Billionaire Elon Musk has taken aim at new Australian legislation banning people aged under 16 from using social media, which is now under scrutiny in federal parliament.
The owner of X, formerly known as Twitter, posted his response to Prime Minister Anthony Albanese’s plan to prohibit under 16s from accessing social media, warning the federal government aimed to go further.
“Seems like a backdoor way to control access to the Internet by all Australians,” Musk posted on X.
The technology billionaire has previously lambasted the Australian government for its social media misinformation legislation.
Communications Minister Michelle Rowland yesterday introduced the world-first law into Parliament that would ban children under 16 from social media, saying online safety was one of parents’ toughest challenges.
She said TikTok, Facebook, Snapchat, Reddit, X and Instagram were among the platforms that would face fines of up to $50 million for systemic failures to prevent young children from holding accounts.
Rowland said others will have to refuse accounts for people aged under 16 – but they are the only ones who’ve been explicitly named by the government.
“This bill seeks to set a new normative value in society that accessing social media is not the defining feature of growing up in Australia,” Rowland told Parliament.

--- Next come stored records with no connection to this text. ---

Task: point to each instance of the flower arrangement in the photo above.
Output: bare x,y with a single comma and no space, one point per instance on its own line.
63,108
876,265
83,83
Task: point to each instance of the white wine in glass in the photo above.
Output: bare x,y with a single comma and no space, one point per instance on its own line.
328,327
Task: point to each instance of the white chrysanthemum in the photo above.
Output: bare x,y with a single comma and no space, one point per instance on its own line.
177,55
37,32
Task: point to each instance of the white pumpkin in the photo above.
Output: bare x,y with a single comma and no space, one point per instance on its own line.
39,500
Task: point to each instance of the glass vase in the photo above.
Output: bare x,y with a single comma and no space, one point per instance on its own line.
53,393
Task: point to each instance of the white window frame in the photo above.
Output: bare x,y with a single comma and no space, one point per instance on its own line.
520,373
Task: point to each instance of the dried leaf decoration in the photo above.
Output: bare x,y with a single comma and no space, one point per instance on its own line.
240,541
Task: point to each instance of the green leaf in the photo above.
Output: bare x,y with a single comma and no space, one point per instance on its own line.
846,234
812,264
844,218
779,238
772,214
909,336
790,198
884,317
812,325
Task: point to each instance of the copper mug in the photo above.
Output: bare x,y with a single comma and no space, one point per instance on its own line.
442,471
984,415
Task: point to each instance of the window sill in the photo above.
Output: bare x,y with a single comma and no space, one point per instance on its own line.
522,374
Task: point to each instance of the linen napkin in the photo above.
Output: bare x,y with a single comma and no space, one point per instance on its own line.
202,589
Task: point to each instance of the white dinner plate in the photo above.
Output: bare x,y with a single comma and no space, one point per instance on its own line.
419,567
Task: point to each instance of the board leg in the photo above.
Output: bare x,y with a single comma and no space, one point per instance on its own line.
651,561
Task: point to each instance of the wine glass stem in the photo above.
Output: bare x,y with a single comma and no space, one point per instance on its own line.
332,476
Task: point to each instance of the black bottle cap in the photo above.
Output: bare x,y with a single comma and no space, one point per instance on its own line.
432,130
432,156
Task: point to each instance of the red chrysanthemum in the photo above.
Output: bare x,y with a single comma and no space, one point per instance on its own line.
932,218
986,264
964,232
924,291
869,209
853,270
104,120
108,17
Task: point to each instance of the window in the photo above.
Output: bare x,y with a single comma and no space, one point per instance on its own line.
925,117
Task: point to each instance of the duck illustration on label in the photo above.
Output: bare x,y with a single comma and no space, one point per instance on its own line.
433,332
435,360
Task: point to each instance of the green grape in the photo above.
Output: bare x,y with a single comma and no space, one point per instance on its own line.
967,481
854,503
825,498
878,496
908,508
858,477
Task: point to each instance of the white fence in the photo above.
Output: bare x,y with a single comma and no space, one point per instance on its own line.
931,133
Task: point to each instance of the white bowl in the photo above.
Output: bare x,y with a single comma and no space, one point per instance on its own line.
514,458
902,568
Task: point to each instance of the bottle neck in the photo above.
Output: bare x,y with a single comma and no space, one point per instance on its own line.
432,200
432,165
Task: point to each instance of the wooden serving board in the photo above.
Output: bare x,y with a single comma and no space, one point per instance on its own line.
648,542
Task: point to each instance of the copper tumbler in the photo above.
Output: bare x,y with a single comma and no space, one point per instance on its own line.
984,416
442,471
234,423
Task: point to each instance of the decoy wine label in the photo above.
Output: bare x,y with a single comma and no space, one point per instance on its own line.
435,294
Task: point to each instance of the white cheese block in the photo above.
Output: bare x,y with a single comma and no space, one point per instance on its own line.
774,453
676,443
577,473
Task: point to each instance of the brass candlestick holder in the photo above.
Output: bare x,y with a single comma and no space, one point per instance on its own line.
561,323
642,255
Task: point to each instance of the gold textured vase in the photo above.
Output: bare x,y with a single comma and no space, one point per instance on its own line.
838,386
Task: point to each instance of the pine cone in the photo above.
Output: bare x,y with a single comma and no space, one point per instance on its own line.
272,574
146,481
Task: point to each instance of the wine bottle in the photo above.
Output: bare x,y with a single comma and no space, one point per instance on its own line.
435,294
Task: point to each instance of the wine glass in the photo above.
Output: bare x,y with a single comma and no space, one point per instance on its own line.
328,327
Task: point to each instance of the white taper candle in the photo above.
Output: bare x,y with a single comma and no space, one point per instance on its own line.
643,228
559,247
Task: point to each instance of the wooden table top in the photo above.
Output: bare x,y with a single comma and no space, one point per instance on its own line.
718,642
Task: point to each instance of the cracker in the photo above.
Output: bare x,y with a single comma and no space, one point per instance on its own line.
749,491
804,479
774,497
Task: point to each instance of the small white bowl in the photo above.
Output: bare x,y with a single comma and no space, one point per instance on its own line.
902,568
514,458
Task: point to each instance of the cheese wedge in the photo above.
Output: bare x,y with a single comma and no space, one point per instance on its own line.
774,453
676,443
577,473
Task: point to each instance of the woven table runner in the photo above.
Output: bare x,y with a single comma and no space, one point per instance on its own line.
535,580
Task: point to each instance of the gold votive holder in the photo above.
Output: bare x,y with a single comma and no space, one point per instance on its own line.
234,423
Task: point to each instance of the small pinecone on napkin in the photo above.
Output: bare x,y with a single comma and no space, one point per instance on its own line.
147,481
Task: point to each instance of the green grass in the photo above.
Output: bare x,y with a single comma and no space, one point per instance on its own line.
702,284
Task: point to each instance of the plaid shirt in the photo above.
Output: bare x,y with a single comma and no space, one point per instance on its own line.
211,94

“There is wide acknowledgement that something must be done in the immediate term to help prevent young teens and children from being exposed to streams of content unfiltered and infinite,” she added.
While there is bipartisan political support for the proposed ban for teenagers to pass, the debate over whether it will actually curb the harm of social media continues.
The age limit is yet to pass parliament, so the details may yet change before they become law.
After it becomes law, the platforms would have one year to work out how to implement the age restriction.